P is partly constant and varies partly as Q. If P = 32 when Q = 16 and P = 20 when Q = 12, find P when Q = 28

Answer Details

The statement "P is partly constant and varies partly as Q" means that P can be written as the sum of a constant part and a part that is directly proportional to Q. In algebra, this is expressed as:

\[ P = a + bQ \]

where \( a \) is the constant part and \( bQ \) represents the part that varies directly as \( Q \).

We know that:

• When \( Q = 16 \), \( P = 32 \)
• When \( Q = 12 \), \( P = 20 \)

Let's use these values to form two equations:

• \( 32 = a + b \times 16 \)
• \( 20 = a + b \times 12 \)

Subtract the second equation from the first to eliminate \( a \):

\[ 32 - 20 = (a + 16b) - (a + 12b) \] \[ 12 = 4b \] \[ b = 3 \]

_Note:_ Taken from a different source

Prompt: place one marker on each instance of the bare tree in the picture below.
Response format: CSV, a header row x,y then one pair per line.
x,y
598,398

Now, substitute \( b = 3 \) back into one of the original equations, such as:

\[ 20 = a + 12 \times 3 \] \[ 20 = a + 36 \] \[ a = 20 - 36 = -16 \]

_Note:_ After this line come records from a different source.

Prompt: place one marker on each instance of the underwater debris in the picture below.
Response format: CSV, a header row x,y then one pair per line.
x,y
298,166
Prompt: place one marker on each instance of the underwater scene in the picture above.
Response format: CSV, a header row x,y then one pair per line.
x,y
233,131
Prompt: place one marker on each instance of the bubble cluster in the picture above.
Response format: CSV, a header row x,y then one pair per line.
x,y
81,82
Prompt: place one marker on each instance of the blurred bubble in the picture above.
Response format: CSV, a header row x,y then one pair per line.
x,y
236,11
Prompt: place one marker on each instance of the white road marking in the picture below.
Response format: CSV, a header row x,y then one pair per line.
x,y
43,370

So the equation relating \( P \) and \( Q \) is:

\[ P = -16 + 3Q \]

Now, to find \( P \) when \( Q = 28 \):

\[ P = -16 + 3 \times 28 \] \[ P = -16 + 84 \] \[ P = 68 \]

The correct answer is 68.

Why this is correct:
This method works because when a variable is "partly constant and partly varies as" another, you always represent it as a sum of a constant and a variable part. By using two given values for \( P \) and \( Q \), you can solve for both the constant and variable components, then apply these to find unknown values of \( P \) for any value of \( Q \).